Девушка это и сама знала. Не получалось у неё прядение ну никак! За пряжу возьмётся, а пальцы — как деревянные. Ведь скоро станет ей семнадцать, пойдёт она с девчатами на село на вечорки, где молодёжь собирается. Все сверстницы будут показывать свои мастерство и красу, а ей тогда как быть? «И прозовут тогда меня кривое веретено», — часто думала Дашута. Только и было у неё сокровищ, как-то братец Василёк, серебряный рубль да небольшой образок святой Параскевы, что оставила ей мать. Та часто рассказывала девушке об этой святой, о том, что она покровительница домашнего мастерства. Дашута даже молитву выучила ко святой заступнице и часто шептала её перед сном.

Серебряный рубль ей прошлой зимой купец подарил, который у их хутора заблудился, а она вывела его коня на дорогу. Берегла она рубль для Василька, чтобы купить ему к Рождеству валенки, что часто видела в сельской лавке. Батюшке-то было невдомёк, дома он бывал редко, а всё чаще в кузнице да на богатых дворах работал. Мачеха Агриппина весь заработок себе забирала: «Походит и в лаптях, не панич», — говорила она. «Эх, научиться бы мне прясть, — мечтала Дашута, — я бы брату босовики связала, да такие тёплые, что и в мороз выйти было бы не страшно».

Как-то перед днём святого Николая Угодника зашла в деревню нищенка. Была она седая, согбенная, в худом армяке да с холщовой сумой на плечах, ходила по хатам и собирала милостыню. А в такое время, когда уже нивы сжаты, травы скошены и урожай в закромах, каждому есть что подать. Не зря говорят в народе: «На зимнего Николу и грач богач». Нищенка подошла к их хуторку под вечер. Шёл мокрый снег, в ольховнике завывал ветер. Двери открыла мачеха: «Бог подаст, милая, а ночевать-то у нас негде, на печь тесто поставила, на полатях детям постелила, так что не обессудь!»

Нищенка и ушла, а Дашута глянула на неё, и сердце сжалось — куда же в таком армяке да против ночи, вот-вот наползёт темень, и останется нищенка в поле одна. Побежала девушка в запечье, схватила серебряный рубль, что хранила под сенником, и, выбежав во двор, стала догонять нищенку. Догнала её возле гумна: «Прости, матушка, вот возьми, это всё, что у меня есть». А та по голове девушку погладила и улыбнулась. Дашута аж удивилась: такой холод на дворе, а ладонь у старицы — тёплая. Домой воротилась, а мачеха давай её ругать: «Ты что ей подала, небось, овсяный калач? Так вот теперь голодная спать и ложись!»

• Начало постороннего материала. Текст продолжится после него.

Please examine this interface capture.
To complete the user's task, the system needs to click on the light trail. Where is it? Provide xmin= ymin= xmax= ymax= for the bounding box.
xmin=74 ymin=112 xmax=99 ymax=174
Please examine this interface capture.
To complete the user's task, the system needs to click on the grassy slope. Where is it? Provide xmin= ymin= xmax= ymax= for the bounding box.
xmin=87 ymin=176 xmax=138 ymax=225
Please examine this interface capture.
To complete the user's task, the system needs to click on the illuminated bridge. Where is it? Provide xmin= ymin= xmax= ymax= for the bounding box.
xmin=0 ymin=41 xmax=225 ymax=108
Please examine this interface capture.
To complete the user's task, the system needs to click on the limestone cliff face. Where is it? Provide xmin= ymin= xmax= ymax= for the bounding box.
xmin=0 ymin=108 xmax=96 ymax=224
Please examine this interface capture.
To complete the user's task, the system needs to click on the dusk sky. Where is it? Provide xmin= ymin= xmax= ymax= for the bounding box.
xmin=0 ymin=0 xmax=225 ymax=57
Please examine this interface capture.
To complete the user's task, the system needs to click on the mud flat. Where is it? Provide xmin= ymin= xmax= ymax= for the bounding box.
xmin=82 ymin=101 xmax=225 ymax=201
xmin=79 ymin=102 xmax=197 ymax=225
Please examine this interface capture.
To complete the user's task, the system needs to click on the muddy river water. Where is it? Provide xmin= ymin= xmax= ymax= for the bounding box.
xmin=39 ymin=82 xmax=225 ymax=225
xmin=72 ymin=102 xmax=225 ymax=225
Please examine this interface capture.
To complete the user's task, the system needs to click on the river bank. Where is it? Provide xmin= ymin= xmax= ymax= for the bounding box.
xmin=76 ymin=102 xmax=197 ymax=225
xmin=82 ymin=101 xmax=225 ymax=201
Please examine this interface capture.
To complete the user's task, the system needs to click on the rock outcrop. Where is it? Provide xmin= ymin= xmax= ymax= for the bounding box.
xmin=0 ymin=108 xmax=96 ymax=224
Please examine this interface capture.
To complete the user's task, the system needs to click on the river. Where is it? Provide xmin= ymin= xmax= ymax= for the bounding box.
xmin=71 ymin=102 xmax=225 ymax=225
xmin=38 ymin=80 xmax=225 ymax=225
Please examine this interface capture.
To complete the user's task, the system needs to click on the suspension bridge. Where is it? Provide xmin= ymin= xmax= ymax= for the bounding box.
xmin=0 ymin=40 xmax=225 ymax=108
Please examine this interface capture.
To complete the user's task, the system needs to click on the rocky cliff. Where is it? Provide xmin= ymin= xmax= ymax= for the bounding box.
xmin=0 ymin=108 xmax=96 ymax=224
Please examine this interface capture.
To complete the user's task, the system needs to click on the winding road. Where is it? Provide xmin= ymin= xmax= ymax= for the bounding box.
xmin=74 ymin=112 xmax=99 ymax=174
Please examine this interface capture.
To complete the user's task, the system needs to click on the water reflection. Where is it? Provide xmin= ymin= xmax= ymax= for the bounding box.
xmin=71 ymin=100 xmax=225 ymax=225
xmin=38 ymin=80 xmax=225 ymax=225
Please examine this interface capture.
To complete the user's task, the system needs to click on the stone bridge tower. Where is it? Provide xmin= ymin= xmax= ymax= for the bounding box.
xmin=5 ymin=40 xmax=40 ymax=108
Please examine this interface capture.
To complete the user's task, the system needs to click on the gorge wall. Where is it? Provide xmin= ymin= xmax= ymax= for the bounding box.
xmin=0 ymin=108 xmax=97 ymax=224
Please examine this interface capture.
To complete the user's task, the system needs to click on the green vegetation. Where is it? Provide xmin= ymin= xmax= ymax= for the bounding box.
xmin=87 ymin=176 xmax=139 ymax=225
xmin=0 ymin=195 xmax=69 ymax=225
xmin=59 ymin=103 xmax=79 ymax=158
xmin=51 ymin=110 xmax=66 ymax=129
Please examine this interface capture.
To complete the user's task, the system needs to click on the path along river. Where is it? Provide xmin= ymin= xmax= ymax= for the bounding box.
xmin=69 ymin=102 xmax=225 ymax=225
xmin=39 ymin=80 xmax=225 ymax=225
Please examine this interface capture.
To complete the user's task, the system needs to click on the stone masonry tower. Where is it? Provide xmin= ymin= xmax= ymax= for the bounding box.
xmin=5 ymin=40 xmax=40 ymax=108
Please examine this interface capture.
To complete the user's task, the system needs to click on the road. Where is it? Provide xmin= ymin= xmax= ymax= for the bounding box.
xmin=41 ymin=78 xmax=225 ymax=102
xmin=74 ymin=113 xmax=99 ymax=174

Долго не могла уснуть от обиды девушка. О рубле не думала. Сплетёт она Васильку двойные лапотки да вырежет суконные оборы из старого материнского платка. Зиму братец переходит. Но вот почему она такая неумёха? Достала она из-под подушки икону, аккуратно завёрнутую в тряпицу, и, поцеловав её, стала молиться: «Святая мученица, матушка Параскева, научи меня прясть, милая, я бы тогда братцу босовики связала, и мачеха меня бы неумёхой не называла, и в деревне надо мной никто бы не смеялся». Дашута молилась и плакала, тихонько всхлипывая, вытирая тряпицей слёзы. Стала думать о святой мученице, затем о покойной матушке и не заметила, как уснула.

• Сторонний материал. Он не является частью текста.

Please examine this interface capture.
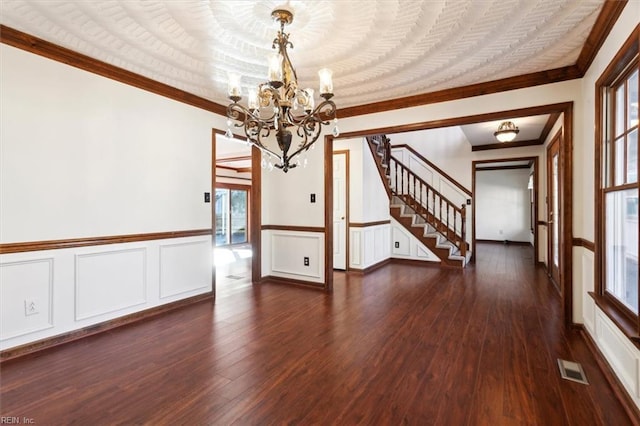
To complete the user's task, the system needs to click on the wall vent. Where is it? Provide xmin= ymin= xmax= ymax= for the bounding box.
xmin=558 ymin=359 xmax=589 ymax=385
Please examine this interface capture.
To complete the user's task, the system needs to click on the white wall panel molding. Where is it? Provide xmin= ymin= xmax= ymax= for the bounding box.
xmin=159 ymin=240 xmax=212 ymax=299
xmin=75 ymin=248 xmax=147 ymax=321
xmin=262 ymin=230 xmax=324 ymax=283
xmin=389 ymin=219 xmax=440 ymax=262
xmin=0 ymin=258 xmax=54 ymax=341
xmin=349 ymin=228 xmax=363 ymax=269
xmin=349 ymin=224 xmax=391 ymax=269
xmin=595 ymin=308 xmax=640 ymax=407
xmin=0 ymin=236 xmax=213 ymax=350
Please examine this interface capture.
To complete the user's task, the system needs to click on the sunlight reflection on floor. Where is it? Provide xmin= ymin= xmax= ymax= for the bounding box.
xmin=213 ymin=247 xmax=252 ymax=266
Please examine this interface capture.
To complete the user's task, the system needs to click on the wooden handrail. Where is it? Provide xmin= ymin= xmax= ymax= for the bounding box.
xmin=390 ymin=144 xmax=472 ymax=197
xmin=389 ymin=156 xmax=467 ymax=256
xmin=391 ymin=155 xmax=464 ymax=215
xmin=366 ymin=134 xmax=469 ymax=256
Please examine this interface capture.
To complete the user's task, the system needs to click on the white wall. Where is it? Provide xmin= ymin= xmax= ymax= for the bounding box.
xmin=475 ymin=169 xmax=531 ymax=242
xmin=0 ymin=44 xmax=225 ymax=349
xmin=573 ymin=1 xmax=640 ymax=407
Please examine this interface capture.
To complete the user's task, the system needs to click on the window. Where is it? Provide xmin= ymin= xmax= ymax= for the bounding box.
xmin=216 ymin=185 xmax=249 ymax=246
xmin=596 ymin=30 xmax=640 ymax=336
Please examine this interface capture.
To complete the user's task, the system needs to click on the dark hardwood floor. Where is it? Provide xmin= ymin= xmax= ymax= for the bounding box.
xmin=0 ymin=244 xmax=631 ymax=426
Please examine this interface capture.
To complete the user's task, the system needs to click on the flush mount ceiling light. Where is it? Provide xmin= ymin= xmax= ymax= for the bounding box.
xmin=493 ymin=121 xmax=520 ymax=142
xmin=226 ymin=7 xmax=339 ymax=173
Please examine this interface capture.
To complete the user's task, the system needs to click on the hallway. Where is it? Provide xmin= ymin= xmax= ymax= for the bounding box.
xmin=0 ymin=244 xmax=631 ymax=426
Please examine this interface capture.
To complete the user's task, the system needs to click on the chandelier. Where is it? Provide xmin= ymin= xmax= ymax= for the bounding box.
xmin=493 ymin=121 xmax=520 ymax=142
xmin=225 ymin=8 xmax=339 ymax=173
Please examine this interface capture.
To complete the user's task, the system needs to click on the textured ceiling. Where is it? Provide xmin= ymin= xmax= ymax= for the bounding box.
xmin=0 ymin=0 xmax=604 ymax=108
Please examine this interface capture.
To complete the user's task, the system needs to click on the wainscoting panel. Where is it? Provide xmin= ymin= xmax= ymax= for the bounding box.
xmin=349 ymin=228 xmax=362 ymax=269
xmin=0 ymin=258 xmax=53 ymax=340
xmin=349 ymin=223 xmax=391 ymax=270
xmin=574 ymin=248 xmax=596 ymax=334
xmin=0 ymin=232 xmax=213 ymax=351
xmin=391 ymin=226 xmax=411 ymax=257
xmin=391 ymin=220 xmax=440 ymax=262
xmin=75 ymin=248 xmax=147 ymax=321
xmin=596 ymin=309 xmax=640 ymax=405
xmin=160 ymin=241 xmax=212 ymax=299
xmin=263 ymin=230 xmax=324 ymax=282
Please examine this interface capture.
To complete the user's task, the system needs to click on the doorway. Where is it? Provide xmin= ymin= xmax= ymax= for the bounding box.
xmin=546 ymin=132 xmax=563 ymax=293
xmin=333 ymin=150 xmax=349 ymax=271
xmin=472 ymin=157 xmax=539 ymax=264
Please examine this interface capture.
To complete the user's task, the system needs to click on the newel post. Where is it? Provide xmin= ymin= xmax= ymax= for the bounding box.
xmin=460 ymin=204 xmax=467 ymax=256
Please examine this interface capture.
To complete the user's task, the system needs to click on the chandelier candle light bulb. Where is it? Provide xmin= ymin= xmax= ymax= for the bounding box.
xmin=226 ymin=8 xmax=339 ymax=173
xmin=318 ymin=68 xmax=333 ymax=95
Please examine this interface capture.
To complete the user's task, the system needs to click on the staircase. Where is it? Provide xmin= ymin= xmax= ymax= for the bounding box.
xmin=367 ymin=135 xmax=471 ymax=268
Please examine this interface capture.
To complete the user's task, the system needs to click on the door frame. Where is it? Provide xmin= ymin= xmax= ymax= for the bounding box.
xmin=211 ymin=128 xmax=262 ymax=299
xmin=545 ymin=132 xmax=564 ymax=293
xmin=336 ymin=101 xmax=579 ymax=327
xmin=471 ymin=156 xmax=540 ymax=265
xmin=331 ymin=149 xmax=351 ymax=271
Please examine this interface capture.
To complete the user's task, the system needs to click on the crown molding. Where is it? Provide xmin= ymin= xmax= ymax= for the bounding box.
xmin=0 ymin=25 xmax=227 ymax=116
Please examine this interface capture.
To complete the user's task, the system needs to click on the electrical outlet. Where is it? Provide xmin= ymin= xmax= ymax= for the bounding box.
xmin=24 ymin=299 xmax=38 ymax=317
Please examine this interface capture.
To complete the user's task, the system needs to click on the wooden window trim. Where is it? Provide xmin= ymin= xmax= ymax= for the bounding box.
xmin=589 ymin=26 xmax=640 ymax=342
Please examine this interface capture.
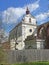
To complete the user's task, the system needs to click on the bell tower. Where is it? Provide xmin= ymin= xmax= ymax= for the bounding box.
xmin=26 ymin=7 xmax=30 ymax=15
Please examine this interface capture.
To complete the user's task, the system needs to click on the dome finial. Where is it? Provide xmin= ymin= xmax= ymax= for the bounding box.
xmin=26 ymin=7 xmax=30 ymax=14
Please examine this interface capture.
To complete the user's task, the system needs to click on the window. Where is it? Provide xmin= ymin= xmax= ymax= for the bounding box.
xmin=29 ymin=18 xmax=31 ymax=23
xmin=29 ymin=29 xmax=32 ymax=32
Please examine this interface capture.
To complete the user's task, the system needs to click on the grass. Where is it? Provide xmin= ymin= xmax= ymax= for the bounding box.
xmin=0 ymin=62 xmax=49 ymax=65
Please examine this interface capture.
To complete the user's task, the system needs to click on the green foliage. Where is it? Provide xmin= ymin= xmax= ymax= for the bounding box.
xmin=0 ymin=48 xmax=5 ymax=63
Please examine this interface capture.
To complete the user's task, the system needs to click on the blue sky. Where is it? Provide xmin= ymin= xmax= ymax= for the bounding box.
xmin=0 ymin=0 xmax=49 ymax=33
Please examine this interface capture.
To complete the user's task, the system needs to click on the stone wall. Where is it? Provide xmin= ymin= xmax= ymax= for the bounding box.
xmin=6 ymin=49 xmax=49 ymax=63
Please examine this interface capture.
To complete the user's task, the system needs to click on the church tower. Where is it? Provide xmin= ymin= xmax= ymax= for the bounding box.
xmin=11 ymin=7 xmax=37 ymax=50
xmin=15 ymin=7 xmax=37 ymax=48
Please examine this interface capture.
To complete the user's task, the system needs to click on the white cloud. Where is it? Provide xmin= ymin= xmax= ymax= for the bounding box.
xmin=36 ymin=11 xmax=49 ymax=21
xmin=2 ymin=0 xmax=40 ymax=24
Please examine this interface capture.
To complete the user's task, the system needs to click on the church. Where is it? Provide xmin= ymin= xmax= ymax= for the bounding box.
xmin=9 ymin=7 xmax=49 ymax=50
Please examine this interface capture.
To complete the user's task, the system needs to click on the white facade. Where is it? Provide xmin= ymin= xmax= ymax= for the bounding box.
xmin=11 ymin=14 xmax=37 ymax=50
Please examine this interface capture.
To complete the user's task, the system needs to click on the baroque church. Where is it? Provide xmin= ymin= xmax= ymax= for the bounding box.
xmin=9 ymin=8 xmax=49 ymax=50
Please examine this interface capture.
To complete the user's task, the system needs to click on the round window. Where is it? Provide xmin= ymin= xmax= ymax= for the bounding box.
xmin=29 ymin=29 xmax=32 ymax=32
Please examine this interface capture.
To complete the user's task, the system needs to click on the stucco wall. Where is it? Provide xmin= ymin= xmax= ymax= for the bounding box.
xmin=6 ymin=49 xmax=49 ymax=63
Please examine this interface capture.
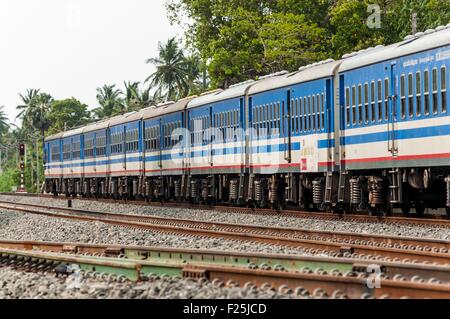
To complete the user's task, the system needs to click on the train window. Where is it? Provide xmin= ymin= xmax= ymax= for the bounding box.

И снится ей сон, что сидит она на лавке возле окна, что уже светает, но солнце ещё не взошло. Снег перестал, и небо чистое, словно сиреневое стекло. Вот заходит в дом нищенка, а в руке у неё — серебряный рубль. Выводит она Дашутку по двор: «Погляди, — говорит, — как солнце вставать будет». И смотрит девушка на тёмный лес, куда указала нищенка, но ничего не видит. Вдруг солнечными лучами выкатилось из-за леса золотое веретёнце и, упав на рыхлый снег, запрыгало-заиграло. Подхватила его нищенка и подаёт Дашуте: «Возьми его и держи крепко, из рук не выпускай». А рядом упало второе, третье... И вот уже тысячи веретён покатились по кустам, деревьям, крышам — вставало солнце. А нищенка стоит рядом, и уже не в армяке с холщовой сумкой, а в дивном одеянии с блёстками. «Вот так, — говорит, — ты каждое утро веретёнце и подхватывай, тогда и мастерицей станешь». Хотела Дашута ещё что-то спросить, но старица исчезла, и она проснулась.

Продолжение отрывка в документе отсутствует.